En 1848 pourtant elle voulut encore y croire

Mais fut finalement victime de la même malédiction familiale

Décidément elle devait se méfier des jeunes napoléons.

 

Elle se fit toute petite, s’exila, minuscule, sur des îles anglo-normandes,

Jersey, Guernesey,

En Belgique

Dans ces refuges de grands hommes pas encore transformés en paradis d’exilés fiscaux

Elle se consola ainsi dans les bras toujours généreux, toujours chaleureux, de Victor Hugo

Il la ramena à Paris triomphante, pour l’encanailler sur les pavés de la Butte aux Cailles avec les Communards

Elle aimait les gaillards du peuple

et Louise Michel était sa meilleure amie

Lorsqu’elle la vit partir au bagne avec leurs camarades, ses cheveux devinrent gris d’un coup.

Elle n’oublia jamais.

Prit son parti d’un concubinage de raison avec la République

Troisième du nom.

S’assagit.

Se mit à tricoter, pour les enfants de la Liberté, sa fille aînée,

De grandes lois et de belles victoires

L’école publique gratuite laïque et obligatoire

la liberté d’association, de la presse, des syndicats…

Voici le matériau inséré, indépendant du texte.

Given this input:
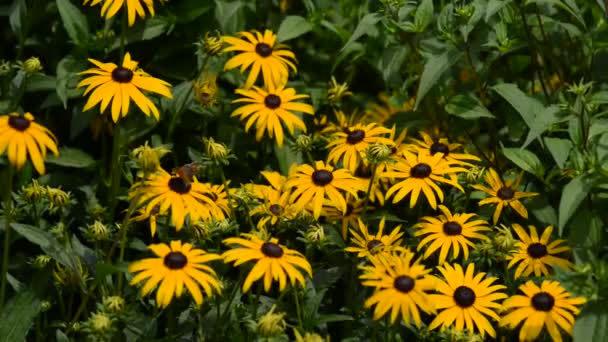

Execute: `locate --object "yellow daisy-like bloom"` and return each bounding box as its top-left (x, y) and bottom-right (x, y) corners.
top-left (129, 241), bottom-right (221, 308)
top-left (360, 251), bottom-right (436, 327)
top-left (500, 280), bottom-right (586, 342)
top-left (429, 264), bottom-right (507, 338)
top-left (380, 151), bottom-right (466, 209)
top-left (222, 234), bottom-right (312, 293)
top-left (0, 113), bottom-right (59, 174)
top-left (78, 52), bottom-right (173, 122)
top-left (473, 169), bottom-right (538, 224)
top-left (507, 224), bottom-right (574, 279)
top-left (84, 0), bottom-right (162, 26)
top-left (344, 217), bottom-right (404, 258)
top-left (129, 169), bottom-right (225, 234)
top-left (285, 161), bottom-right (365, 219)
top-left (327, 123), bottom-right (393, 172)
top-left (413, 205), bottom-right (491, 265)
top-left (222, 30), bottom-right (297, 89)
top-left (230, 83), bottom-right (314, 147)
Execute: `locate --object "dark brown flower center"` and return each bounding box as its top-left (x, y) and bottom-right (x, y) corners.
top-left (528, 242), bottom-right (547, 259)
top-left (262, 242), bottom-right (283, 258)
top-left (255, 43), bottom-right (272, 57)
top-left (112, 67), bottom-right (133, 83)
top-left (410, 163), bottom-right (431, 178)
top-left (312, 170), bottom-right (334, 186)
top-left (443, 221), bottom-right (462, 235)
top-left (163, 252), bottom-right (188, 270)
top-left (8, 115), bottom-right (30, 132)
top-left (532, 292), bottom-right (555, 311)
top-left (431, 143), bottom-right (450, 157)
top-left (169, 177), bottom-right (192, 194)
top-left (264, 94), bottom-right (281, 109)
top-left (454, 286), bottom-right (475, 308)
top-left (496, 186), bottom-right (515, 200)
top-left (393, 276), bottom-right (416, 293)
top-left (346, 129), bottom-right (365, 145)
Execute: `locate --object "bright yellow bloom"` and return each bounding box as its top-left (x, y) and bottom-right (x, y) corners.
top-left (78, 52), bottom-right (173, 122)
top-left (129, 241), bottom-right (221, 308)
top-left (500, 280), bottom-right (586, 342)
top-left (222, 234), bottom-right (312, 293)
top-left (473, 169), bottom-right (538, 224)
top-left (507, 224), bottom-right (574, 279)
top-left (230, 83), bottom-right (314, 147)
top-left (0, 113), bottom-right (59, 174)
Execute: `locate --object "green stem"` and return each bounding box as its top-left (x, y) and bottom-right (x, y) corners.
top-left (0, 165), bottom-right (13, 309)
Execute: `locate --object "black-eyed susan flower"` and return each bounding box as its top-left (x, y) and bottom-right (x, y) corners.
top-left (129, 169), bottom-right (226, 234)
top-left (128, 241), bottom-right (221, 308)
top-left (473, 169), bottom-right (538, 224)
top-left (78, 52), bottom-right (173, 122)
top-left (84, 0), bottom-right (155, 26)
top-left (344, 217), bottom-right (404, 258)
top-left (380, 151), bottom-right (466, 209)
top-left (230, 83), bottom-right (314, 147)
top-left (222, 30), bottom-right (297, 89)
top-left (429, 264), bottom-right (507, 337)
top-left (327, 123), bottom-right (393, 172)
top-left (285, 161), bottom-right (365, 219)
top-left (0, 113), bottom-right (59, 174)
top-left (222, 234), bottom-right (312, 292)
top-left (500, 280), bottom-right (586, 342)
top-left (360, 251), bottom-right (436, 327)
top-left (414, 205), bottom-right (491, 265)
top-left (507, 224), bottom-right (574, 279)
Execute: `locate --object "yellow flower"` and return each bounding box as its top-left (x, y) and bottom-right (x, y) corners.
top-left (222, 30), bottom-right (296, 89)
top-left (360, 251), bottom-right (436, 327)
top-left (327, 123), bottom-right (393, 173)
top-left (222, 234), bottom-right (312, 293)
top-left (473, 169), bottom-right (538, 224)
top-left (230, 83), bottom-right (314, 147)
top-left (344, 217), bottom-right (403, 258)
top-left (429, 264), bottom-right (507, 338)
top-left (128, 241), bottom-right (221, 308)
top-left (84, 0), bottom-right (164, 26)
top-left (285, 161), bottom-right (365, 219)
top-left (380, 151), bottom-right (466, 209)
top-left (507, 224), bottom-right (574, 279)
top-left (0, 113), bottom-right (59, 174)
top-left (78, 52), bottom-right (173, 122)
top-left (414, 205), bottom-right (491, 265)
top-left (500, 280), bottom-right (586, 342)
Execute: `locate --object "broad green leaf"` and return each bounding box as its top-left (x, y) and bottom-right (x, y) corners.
top-left (543, 137), bottom-right (572, 169)
top-left (414, 49), bottom-right (462, 109)
top-left (57, 0), bottom-right (89, 45)
top-left (445, 93), bottom-right (495, 120)
top-left (0, 289), bottom-right (40, 342)
top-left (558, 175), bottom-right (593, 236)
top-left (46, 147), bottom-right (95, 169)
top-left (277, 15), bottom-right (312, 42)
top-left (502, 147), bottom-right (545, 177)
top-left (492, 83), bottom-right (545, 127)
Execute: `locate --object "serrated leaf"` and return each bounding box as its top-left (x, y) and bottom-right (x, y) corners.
top-left (277, 15), bottom-right (312, 42)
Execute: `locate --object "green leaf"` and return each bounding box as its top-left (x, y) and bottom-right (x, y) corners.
top-left (0, 289), bottom-right (40, 342)
top-left (57, 0), bottom-right (89, 45)
top-left (277, 15), bottom-right (312, 42)
top-left (543, 137), bottom-right (572, 169)
top-left (558, 175), bottom-right (593, 236)
top-left (46, 147), bottom-right (95, 169)
top-left (492, 83), bottom-right (545, 127)
top-left (414, 49), bottom-right (462, 109)
top-left (502, 147), bottom-right (545, 177)
top-left (445, 93), bottom-right (495, 120)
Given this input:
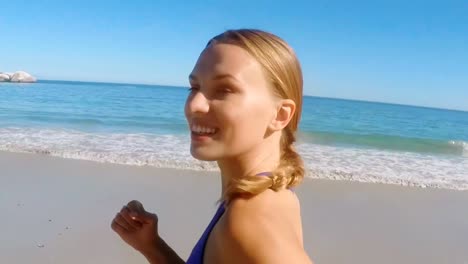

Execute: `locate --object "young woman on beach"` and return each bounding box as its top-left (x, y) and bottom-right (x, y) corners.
top-left (111, 30), bottom-right (311, 264)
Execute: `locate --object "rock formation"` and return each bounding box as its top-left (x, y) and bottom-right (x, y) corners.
top-left (0, 71), bottom-right (36, 82)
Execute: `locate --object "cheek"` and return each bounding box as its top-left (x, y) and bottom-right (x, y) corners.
top-left (221, 97), bottom-right (270, 152)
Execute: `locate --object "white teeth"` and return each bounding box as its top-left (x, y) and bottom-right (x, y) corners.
top-left (192, 125), bottom-right (216, 134)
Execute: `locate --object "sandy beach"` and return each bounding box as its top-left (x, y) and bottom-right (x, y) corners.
top-left (0, 152), bottom-right (468, 264)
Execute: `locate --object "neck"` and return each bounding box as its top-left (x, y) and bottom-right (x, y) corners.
top-left (218, 135), bottom-right (280, 193)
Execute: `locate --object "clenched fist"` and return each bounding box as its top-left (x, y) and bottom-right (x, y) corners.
top-left (111, 200), bottom-right (160, 254)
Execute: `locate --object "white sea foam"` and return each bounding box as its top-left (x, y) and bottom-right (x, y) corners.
top-left (0, 128), bottom-right (468, 190)
top-left (449, 140), bottom-right (468, 157)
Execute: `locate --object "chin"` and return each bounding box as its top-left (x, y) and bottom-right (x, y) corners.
top-left (190, 148), bottom-right (219, 161)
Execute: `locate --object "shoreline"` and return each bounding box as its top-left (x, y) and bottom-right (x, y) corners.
top-left (0, 151), bottom-right (468, 264)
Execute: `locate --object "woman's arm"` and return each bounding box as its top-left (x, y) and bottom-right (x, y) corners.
top-left (217, 191), bottom-right (312, 264)
top-left (111, 200), bottom-right (185, 264)
top-left (140, 238), bottom-right (185, 264)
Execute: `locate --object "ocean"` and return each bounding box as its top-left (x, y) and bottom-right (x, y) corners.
top-left (0, 81), bottom-right (468, 190)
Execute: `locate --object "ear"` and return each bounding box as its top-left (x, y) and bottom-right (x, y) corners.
top-left (270, 99), bottom-right (296, 131)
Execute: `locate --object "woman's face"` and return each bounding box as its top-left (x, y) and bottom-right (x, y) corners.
top-left (185, 44), bottom-right (276, 161)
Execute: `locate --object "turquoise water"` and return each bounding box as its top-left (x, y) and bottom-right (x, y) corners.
top-left (0, 81), bottom-right (468, 189)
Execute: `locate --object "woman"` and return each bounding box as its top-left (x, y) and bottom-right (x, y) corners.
top-left (112, 30), bottom-right (311, 264)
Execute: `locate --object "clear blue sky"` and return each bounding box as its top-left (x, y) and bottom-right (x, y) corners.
top-left (0, 0), bottom-right (468, 110)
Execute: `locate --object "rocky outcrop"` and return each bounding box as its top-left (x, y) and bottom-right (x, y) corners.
top-left (0, 71), bottom-right (37, 83)
top-left (0, 73), bottom-right (11, 82)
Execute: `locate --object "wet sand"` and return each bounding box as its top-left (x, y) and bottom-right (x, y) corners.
top-left (0, 152), bottom-right (468, 264)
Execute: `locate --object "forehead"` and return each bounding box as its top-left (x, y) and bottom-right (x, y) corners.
top-left (191, 44), bottom-right (264, 81)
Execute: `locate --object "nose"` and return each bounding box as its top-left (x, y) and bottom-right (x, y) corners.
top-left (185, 92), bottom-right (210, 115)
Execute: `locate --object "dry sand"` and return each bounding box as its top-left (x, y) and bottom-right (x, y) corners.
top-left (0, 152), bottom-right (468, 264)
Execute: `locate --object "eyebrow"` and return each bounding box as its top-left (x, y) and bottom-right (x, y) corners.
top-left (189, 73), bottom-right (238, 82)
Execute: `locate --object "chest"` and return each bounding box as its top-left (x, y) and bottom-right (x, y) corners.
top-left (203, 218), bottom-right (226, 264)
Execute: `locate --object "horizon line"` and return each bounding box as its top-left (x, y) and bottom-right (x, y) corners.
top-left (37, 79), bottom-right (468, 113)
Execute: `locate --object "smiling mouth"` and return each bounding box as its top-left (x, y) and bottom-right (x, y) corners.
top-left (190, 125), bottom-right (218, 136)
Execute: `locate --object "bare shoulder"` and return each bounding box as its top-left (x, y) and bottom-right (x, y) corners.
top-left (218, 190), bottom-right (311, 263)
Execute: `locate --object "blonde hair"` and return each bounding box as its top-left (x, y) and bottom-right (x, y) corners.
top-left (207, 29), bottom-right (304, 202)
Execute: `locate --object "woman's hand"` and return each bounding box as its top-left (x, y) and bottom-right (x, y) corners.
top-left (111, 200), bottom-right (160, 255)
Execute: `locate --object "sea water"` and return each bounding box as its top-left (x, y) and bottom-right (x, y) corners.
top-left (0, 81), bottom-right (468, 190)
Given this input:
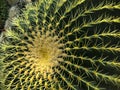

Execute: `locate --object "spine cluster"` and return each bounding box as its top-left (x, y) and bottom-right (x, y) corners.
top-left (0, 0), bottom-right (120, 90)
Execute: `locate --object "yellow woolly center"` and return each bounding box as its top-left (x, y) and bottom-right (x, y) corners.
top-left (26, 31), bottom-right (63, 73)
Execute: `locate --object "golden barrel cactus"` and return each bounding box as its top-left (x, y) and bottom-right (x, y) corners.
top-left (0, 0), bottom-right (120, 90)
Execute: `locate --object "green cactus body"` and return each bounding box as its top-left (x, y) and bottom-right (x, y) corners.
top-left (0, 0), bottom-right (120, 90)
top-left (0, 0), bottom-right (9, 32)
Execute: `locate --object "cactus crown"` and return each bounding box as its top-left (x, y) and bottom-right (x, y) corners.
top-left (0, 0), bottom-right (120, 90)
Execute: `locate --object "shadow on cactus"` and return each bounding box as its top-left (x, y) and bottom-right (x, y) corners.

Mais le XXe siècle arrivait

La jeune fille n’était plus : Victor Hugo était mort et Jaurès assassiné

Elle alla affronter le grand hiver russe

Pourtant même son ancienne passion, son grand amour, Karl Marx

Le lui avait déconseillé.

Elle n’y résista pas.

Vit tomber un à un tous ses beaux amis de 17

Emportés dans la tourmente stalinienne.

Elle n’en pouvait plus.

N’avait plus la force

Affaiblie, sans défense, elle fut violentée et brimée

Piétinée par les totalitaires des années 30 qui n’hésitèrent pas à lui voler son nom.

 

Elle ne voulait plus entendre parler de politique.

Mai 68 fut son chant du cygne

C’était magique, elle vivait une seconde jeunesse

Etait-ce la dernière fois qu’elle vibrait, éperdue, dans des bras amoureux ?

Le traumatisme était encore trop vif.

Elle regarda s’éloigner son amant.

 

Elle garda ses dernières forces pour ses consoeurs, les femmes, ces grandes oubliées

Elle leur transmit son énergie et en fit ses héritières

Et elle continue aujourd’hui : #MeToo, crie-t-elle,

Moi aussi j’ai été abusée

Par tous ceux qui avec Léopardi

Ont voulu me séduire pour mieux m’étouffer

Ont chanté ma beauté dans un seul but :

Que tout change pour que rien ne change.